Citerar Sébastien Boisvert <sebastien.boisver...@ulaval.ca>:

> On 21/10/11 12:39 PM, Ola Wallerman wrote:
>> Hi again,
>>
>> just for your information: the strange insert size was indeed a fault
>> on my side (I used the same file for both ends for that library...).
>
> ;)
>
>>  I
>> will try to run the whole dataset during the weekend. I also did a run
>> on the ION ecoli dataset with a longer k-mer (51); it improved the N50
>> quite substantially, from 8,1 to 16.9 kb.
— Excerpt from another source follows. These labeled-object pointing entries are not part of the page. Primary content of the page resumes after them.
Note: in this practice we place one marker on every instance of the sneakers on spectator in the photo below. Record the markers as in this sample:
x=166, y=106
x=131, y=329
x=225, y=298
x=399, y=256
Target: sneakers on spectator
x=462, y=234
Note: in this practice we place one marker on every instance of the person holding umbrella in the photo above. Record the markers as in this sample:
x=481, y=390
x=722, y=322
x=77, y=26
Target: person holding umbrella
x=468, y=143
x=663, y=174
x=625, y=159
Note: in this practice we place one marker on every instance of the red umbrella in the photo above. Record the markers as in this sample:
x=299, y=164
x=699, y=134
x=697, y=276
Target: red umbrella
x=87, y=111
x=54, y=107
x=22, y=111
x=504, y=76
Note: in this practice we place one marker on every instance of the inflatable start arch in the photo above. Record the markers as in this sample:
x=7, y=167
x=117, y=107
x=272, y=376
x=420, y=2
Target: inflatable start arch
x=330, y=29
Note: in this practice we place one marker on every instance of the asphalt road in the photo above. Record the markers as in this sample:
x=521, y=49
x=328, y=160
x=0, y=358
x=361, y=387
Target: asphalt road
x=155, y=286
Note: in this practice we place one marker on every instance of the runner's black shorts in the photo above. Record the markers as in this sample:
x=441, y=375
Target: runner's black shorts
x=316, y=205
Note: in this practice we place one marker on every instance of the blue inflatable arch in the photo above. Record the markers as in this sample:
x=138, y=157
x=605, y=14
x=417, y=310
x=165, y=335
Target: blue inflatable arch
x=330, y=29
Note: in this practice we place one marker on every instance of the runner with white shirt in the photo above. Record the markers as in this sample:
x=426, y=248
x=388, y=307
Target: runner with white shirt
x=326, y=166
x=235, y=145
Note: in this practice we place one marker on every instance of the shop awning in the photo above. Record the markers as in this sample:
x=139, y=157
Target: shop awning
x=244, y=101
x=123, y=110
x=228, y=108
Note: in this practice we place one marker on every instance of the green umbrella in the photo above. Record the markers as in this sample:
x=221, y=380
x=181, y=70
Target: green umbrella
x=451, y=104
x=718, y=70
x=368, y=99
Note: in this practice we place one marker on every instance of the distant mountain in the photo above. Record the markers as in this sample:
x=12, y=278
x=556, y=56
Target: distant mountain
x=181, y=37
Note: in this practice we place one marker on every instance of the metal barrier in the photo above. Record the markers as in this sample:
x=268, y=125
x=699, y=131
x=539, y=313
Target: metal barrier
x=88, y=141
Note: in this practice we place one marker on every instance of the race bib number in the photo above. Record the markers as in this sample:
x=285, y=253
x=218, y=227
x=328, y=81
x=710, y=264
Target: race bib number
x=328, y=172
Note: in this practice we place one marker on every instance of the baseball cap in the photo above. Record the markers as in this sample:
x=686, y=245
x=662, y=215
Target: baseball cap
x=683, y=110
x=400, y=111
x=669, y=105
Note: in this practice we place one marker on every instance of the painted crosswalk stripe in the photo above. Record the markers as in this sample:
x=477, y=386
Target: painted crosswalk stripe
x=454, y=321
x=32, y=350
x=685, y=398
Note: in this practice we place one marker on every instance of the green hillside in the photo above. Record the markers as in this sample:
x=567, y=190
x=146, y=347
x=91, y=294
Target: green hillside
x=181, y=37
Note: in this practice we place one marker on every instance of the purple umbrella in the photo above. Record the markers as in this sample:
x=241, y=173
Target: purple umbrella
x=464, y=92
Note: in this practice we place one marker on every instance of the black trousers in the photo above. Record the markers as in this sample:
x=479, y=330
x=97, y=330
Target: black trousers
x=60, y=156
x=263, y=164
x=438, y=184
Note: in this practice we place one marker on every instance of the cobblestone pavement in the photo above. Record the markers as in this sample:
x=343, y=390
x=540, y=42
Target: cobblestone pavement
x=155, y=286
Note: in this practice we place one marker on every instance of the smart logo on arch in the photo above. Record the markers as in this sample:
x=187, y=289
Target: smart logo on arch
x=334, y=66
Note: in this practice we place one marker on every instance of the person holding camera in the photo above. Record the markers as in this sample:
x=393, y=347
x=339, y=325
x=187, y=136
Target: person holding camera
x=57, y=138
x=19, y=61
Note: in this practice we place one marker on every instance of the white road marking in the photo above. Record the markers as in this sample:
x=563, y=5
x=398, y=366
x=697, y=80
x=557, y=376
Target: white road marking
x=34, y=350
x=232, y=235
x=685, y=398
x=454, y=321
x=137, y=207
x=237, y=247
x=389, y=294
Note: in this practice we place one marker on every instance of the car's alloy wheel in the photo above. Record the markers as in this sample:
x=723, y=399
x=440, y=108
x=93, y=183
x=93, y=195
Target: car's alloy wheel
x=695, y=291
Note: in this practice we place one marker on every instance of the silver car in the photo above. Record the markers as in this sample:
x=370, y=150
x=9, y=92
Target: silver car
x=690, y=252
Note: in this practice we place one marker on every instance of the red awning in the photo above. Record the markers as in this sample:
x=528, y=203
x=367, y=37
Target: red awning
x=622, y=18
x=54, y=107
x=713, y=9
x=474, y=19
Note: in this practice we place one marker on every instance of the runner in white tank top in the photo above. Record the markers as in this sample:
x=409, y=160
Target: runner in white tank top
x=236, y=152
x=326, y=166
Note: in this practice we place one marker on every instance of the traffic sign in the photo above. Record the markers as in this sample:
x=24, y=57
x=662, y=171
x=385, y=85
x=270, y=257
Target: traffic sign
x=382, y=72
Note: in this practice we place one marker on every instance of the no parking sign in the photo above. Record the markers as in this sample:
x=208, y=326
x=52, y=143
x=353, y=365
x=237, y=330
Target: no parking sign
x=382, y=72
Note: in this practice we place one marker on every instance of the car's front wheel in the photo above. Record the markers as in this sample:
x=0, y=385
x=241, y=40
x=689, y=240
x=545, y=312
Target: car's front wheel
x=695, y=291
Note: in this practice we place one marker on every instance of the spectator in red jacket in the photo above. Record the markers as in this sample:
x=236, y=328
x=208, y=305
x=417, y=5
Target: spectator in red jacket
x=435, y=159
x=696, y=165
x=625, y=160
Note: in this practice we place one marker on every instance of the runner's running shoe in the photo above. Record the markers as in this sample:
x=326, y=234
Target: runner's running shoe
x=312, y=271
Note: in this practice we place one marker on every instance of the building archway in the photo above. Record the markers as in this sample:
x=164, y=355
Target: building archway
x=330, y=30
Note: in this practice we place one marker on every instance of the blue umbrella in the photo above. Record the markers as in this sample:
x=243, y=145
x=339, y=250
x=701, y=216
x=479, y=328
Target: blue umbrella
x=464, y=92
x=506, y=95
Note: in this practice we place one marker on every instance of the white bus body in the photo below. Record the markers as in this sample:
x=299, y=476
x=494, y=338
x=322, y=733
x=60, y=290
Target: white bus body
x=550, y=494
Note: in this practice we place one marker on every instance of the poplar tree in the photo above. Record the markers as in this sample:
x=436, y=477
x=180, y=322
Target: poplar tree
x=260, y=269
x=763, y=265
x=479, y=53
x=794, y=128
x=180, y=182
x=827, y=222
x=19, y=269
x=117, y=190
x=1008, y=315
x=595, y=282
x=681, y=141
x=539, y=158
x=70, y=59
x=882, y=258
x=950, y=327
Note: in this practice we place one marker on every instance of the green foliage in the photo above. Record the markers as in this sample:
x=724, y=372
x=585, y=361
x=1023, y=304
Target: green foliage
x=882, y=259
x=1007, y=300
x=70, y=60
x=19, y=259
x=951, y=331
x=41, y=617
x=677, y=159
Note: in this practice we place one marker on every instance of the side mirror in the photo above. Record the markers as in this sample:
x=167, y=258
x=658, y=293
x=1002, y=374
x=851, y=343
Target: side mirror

Perhaps it is due to the
>> high indel rate.
>>
>>
>
> Presumably it is.
>
>> The bacterial contamination is not unexpected, when making libraries
>> with very low amount of input the risk of bacterial DNa from some of
>> the reagents to be included increases.
>>
>>
>
> OK !
>
>
>> Ola
>>
>>
>> Citerar Sébastien Boisvert<sebastien.boisver...@ulaval.ca>:
>>
>>
>>> On 20/10/11 05:20 PM, Ola Wallerman wrote:
>>>
>>>> Hi,
>>>>
>>>> thanks for the quick reply. The latency was between 245 - 275 ms. I am
>>>> running a tes with ION torrent data now (from the new 318 ChIP) and
>>>> latencies are now ~ 133 ms. What is expected / good numbers?
>>>>
>>>>
>>>>
>>> I guess you mean microseconds, not milliseconds.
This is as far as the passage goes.